0

I have already seen this answer to a similar question: https://stackoverflow.com/a/44311921/5881884

Where the ahocorasick algorithm is used to show if each word in a list exists in a string or not with O(n). But I want to get the frequency of each word in a list in a string.

For example if

my_string = "some text yes text text some"
my_list = ["some", "text", "yes", "not"]

I would want the result:

[2, 3, 1, 0]

I did not find an exact example for this in the documentation, any idea how to accomplish this?

Other O(n) solutions than using ahocorasick would also be appreciated.

DevB2F
  • 4,674
  • 4
  • 36
  • 60

4 Answers4

1

Implementation:

Here's an Aho-Corasick frequency counter:

import ahocorasick

def ac_frequency(needles, haystack):
    frequencies = [0] * len(needles)
    # Make a searcher
    searcher = ahocorasick.Automaton()
    for i, needle in enumerate(needles):
        searcher.add_word(needle, i)
    searcher.make_automaton()
    # Add up all frequencies
    for _, i in searcher.iter(haystack):
        frequencies[i] += 1
    return frequencies

(For your example, you'd call ac_frequency(my_list, my_string) to get the list of counts)

For medium-to-large inputs this will be substantially faster than other methods.

Notes:

For real data, this method will potentially yield different results than the other solutions posted, because Aho-Corasick looks for all occurrences of the target words, including substrings.

If you want to find full-words only, you can call searcher.add_word with space/punctuation-padded versions of the original string:

    ...
    padding_start = [" ", "\n", "\t"]
    padding_end = [" ", ".", ";", ",", "-", "–", "—", "?", "!", "\n"]
    for i, needle in enumerate(needles):
        for s, e in [(s,e) for s in padding_start for e in padding_end]:
            searcher.add_word(s + needle + e, i)
    searcher.make_automaton()
    # Add up all frequencies
    for _, i in searcher.iter(" " + haystack + " "):
    ...
Ollin Boer Bohan
  • 2,296
  • 1
  • 8
  • 12
  • It almost works perfectly, but the suggestion in notes doesn't find words at beginning of a sentence. If I add: searcher.add_word(needle + " ", i) it will count the same instance twice. Is it not possible to use some regex to make sure it only finds the exact word? – DevB2F Jul 31 '18 at 18:44
  • I've updated the version in the notes to be a more complete solution for this use-case. It should catch words at the start/end of the string (by padding the haystack) and words immediately after/before line breaks. – Ollin Boer Bohan Jul 31 '18 at 19:47
1

The Counter in the collections module may be of use to you:

from collections import Counter

my_string = "some text yes text text some"
my_list = ["some", "text", "yes", "not"]

counter = Counter(my_string.split(' '))
[counter.get(item, 0) for item in my_list]

# out: [2, 3, 1, 0]
dmmfll
  • 2,666
  • 2
  • 35
  • 41
  • what would the complexity be? – DevB2F Jul 31 '18 at 20:06
  • I was wondering the same.
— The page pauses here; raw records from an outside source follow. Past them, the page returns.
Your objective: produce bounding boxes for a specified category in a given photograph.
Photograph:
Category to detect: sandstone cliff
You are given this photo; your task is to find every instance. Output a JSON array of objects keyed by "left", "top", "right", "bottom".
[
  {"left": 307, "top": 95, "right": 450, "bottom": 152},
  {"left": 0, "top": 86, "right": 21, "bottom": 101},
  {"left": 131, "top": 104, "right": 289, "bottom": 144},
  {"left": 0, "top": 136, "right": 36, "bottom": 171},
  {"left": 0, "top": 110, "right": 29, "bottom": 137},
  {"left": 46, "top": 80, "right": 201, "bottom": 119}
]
Am doing some investigation into it because I am not qualified to say. Counter is optimized. See this: https://stackoverflow.com/a/27802189/1913726 – dmmfll Aug 01 '18 at 12:31
  • I did some %%timeit tests and plotted the results for splitting strings. Splitting a string is O(n) according to those results. I am assuming that the lookup on a Counter instance is going to be O(1). – dmmfll Aug 01 '18 at 14:11
  • 1
    If your string is actually just a list of items (like in this case we are looking for full-word match, which makes the string a list of words), this is the best approach. – justhalf Apr 19 '21 at 05:35
0

You can use list comprehensions to count the number of times the specific list occurs in my_string:

[my_string.split().count(i) for i in my_list]
[2, 3, 1, 0]
Onyambu
  • 67,392
  • 3
  • 24
  • 53
  • 1
    This actually costs O(n*m) because the `count()` method itself costs O(n), and you're doing it for every item in `my_list`, which costs O(m). – blhsing Jul 31 '18 at 02:12
0

You can use a dictionary to count the occurrences of the words you care about:

counts = dict.fromkeys(my_list, 0) # initialize the counting dict with all counts at zero

for word in my_string.split():
    if word in counts:     # this test filters out any unwanted words
        counts[word] += 1  # increment the count

The counts dict will hold the count of each word. If you really do need a list of counts in the same order as the original list of keywords (and the dict won't do), you can add a final step after the loop has finished:

results = [counts[word] for word in my_list]
Blckknght
  • 100,903
  • 11
  • 120
  • 169